I just got 2000 computer still checks from my bank as part of business checking deal and knew they would last a very long time, so I sent 107 checks to "The Cheap Bastards at Mobil" and they cashed everyone of them!
I still had like 1700 checks when I closed out that bank account years later!
Bah, shredding is the lazy way out. He should have made them into a samurai costume:
@r81984:
exactly. I would cancel that number immediately. I wouldnt want to deal with the hassle of worrying if more of those cards were floating around.
@JayP71: We were getting bills for $-0.71 from Cingular for several months at one point. I would've sent them a check if I thought it would work :(
The $0.00 bill generaly comes from an accounting error, where taxes are not rounded up to the nearest penny. If the tax on service is, for example, 43.3 cents, but is not rounded up to 43 cents, then you get the bill for 43 cents and have a .3 cent A/R. which shows up on your next statement as $0.00 because it's less than .5 cents.
Send them a penny and move on.
@beyond:
No, billing continued for 2 more months. It went exactly one full year. This is for a service I cancelled before activating it or paying anything. If they wanted to waste paper and postage that's thier call.

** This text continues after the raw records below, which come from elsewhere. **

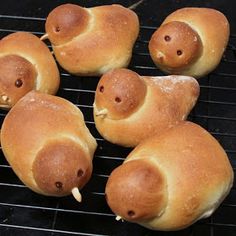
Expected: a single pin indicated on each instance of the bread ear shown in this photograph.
(170, 181)
(92, 41)
(190, 41)
(25, 64)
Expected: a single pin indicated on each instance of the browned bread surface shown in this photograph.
(129, 108)
(191, 41)
(45, 140)
(91, 41)
(170, 181)
(25, 64)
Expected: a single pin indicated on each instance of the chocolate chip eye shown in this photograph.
(80, 173)
(117, 99)
(18, 83)
(179, 52)
(167, 38)
(131, 213)
(101, 89)
(59, 184)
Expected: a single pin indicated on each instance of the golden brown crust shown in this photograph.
(61, 165)
(17, 77)
(106, 43)
(212, 29)
(66, 22)
(27, 49)
(34, 125)
(167, 101)
(130, 191)
(197, 171)
(121, 92)
(175, 46)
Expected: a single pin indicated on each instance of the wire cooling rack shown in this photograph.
(23, 212)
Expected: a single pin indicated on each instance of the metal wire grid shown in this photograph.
(23, 212)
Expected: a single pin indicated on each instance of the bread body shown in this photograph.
(129, 108)
(45, 140)
(190, 41)
(171, 181)
(25, 64)
(91, 41)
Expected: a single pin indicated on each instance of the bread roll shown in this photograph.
(129, 108)
(169, 182)
(45, 140)
(190, 41)
(25, 64)
(91, 41)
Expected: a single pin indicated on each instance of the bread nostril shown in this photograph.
(80, 173)
(131, 213)
(118, 100)
(167, 38)
(18, 83)
(179, 52)
(58, 184)
(101, 89)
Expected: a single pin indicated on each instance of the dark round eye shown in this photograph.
(167, 38)
(131, 213)
(57, 29)
(117, 99)
(179, 52)
(18, 83)
(80, 173)
(101, 89)
(59, 184)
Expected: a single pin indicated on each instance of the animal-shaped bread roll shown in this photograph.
(45, 140)
(91, 41)
(190, 41)
(129, 108)
(170, 181)
(25, 64)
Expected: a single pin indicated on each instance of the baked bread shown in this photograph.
(190, 41)
(129, 108)
(170, 181)
(45, 140)
(91, 41)
(25, 64)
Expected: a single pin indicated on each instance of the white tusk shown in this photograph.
(135, 5)
(5, 98)
(45, 36)
(102, 112)
(76, 194)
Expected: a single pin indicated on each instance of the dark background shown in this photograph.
(23, 212)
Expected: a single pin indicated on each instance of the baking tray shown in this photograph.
(23, 212)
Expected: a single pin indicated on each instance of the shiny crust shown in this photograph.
(166, 101)
(175, 45)
(29, 47)
(34, 126)
(121, 92)
(130, 191)
(197, 171)
(106, 43)
(212, 29)
(17, 77)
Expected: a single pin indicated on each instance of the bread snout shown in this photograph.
(119, 94)
(17, 77)
(136, 191)
(60, 166)
(175, 46)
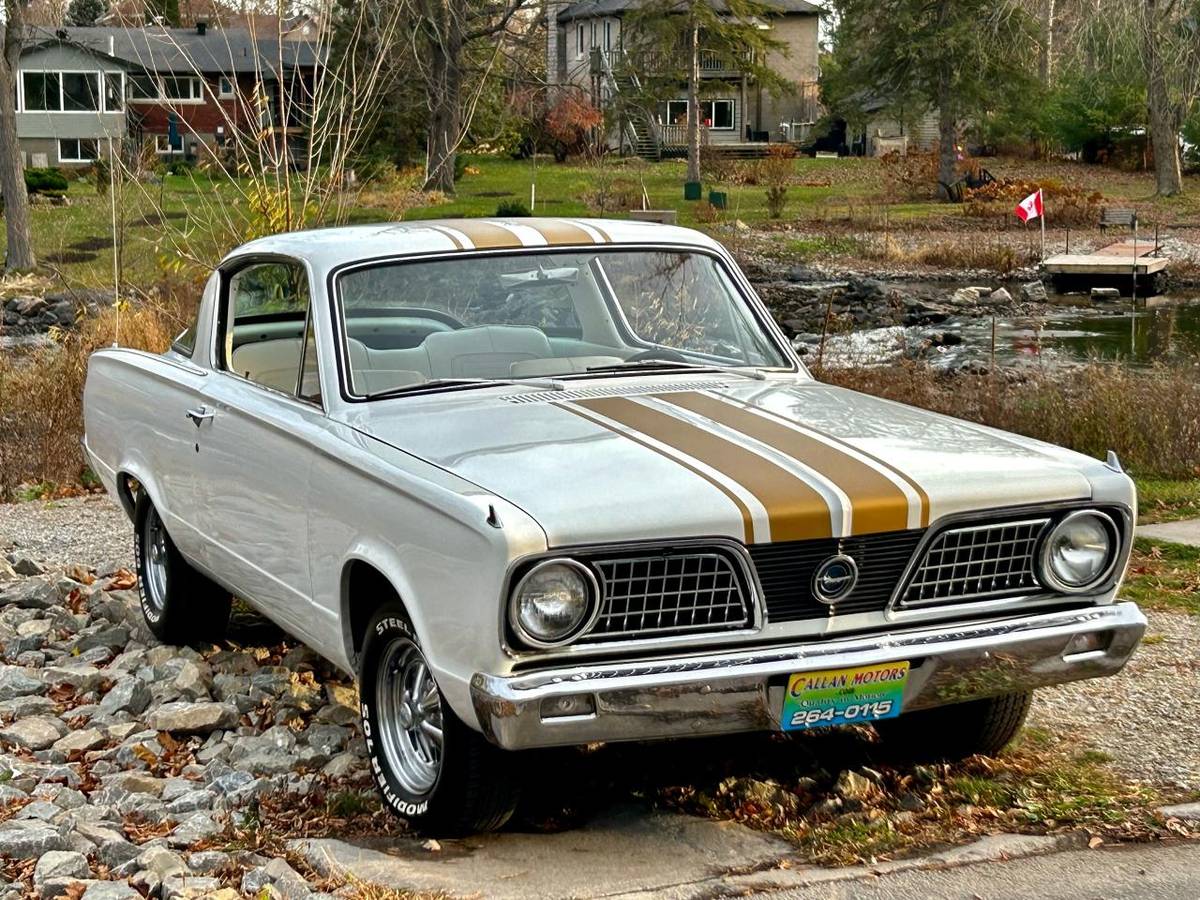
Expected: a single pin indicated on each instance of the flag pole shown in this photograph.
(1043, 217)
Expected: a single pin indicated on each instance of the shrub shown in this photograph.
(777, 172)
(49, 183)
(41, 393)
(513, 209)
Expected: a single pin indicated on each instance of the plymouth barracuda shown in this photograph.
(556, 481)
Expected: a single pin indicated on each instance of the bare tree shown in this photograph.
(12, 175)
(444, 35)
(1171, 54)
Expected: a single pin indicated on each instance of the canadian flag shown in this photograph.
(1031, 207)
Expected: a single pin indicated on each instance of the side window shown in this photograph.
(268, 329)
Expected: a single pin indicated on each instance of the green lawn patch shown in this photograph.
(1167, 499)
(1164, 576)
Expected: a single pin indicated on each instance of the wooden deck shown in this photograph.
(1115, 265)
(1114, 259)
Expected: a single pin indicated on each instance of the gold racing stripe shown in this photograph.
(795, 510)
(747, 519)
(557, 232)
(877, 504)
(922, 495)
(486, 235)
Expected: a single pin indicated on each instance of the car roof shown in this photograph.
(330, 247)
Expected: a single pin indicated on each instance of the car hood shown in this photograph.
(784, 459)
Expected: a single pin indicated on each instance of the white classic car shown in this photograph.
(556, 481)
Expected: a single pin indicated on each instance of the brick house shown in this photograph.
(184, 90)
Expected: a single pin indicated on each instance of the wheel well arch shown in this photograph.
(365, 588)
(127, 487)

Oh shoot.....that's ME in the picture. I would much prefer to be promoting a dirty DVD instead of a bunch of Credit Cards?!? ' But hey, like Paris Hilton - any publicity is good publicity!
Thanks Consumerist!




























Gee, and I have trouble getting ONE. (Try staying completely out of debt for 15 years and see how that endears you to the credit card companies, lol.)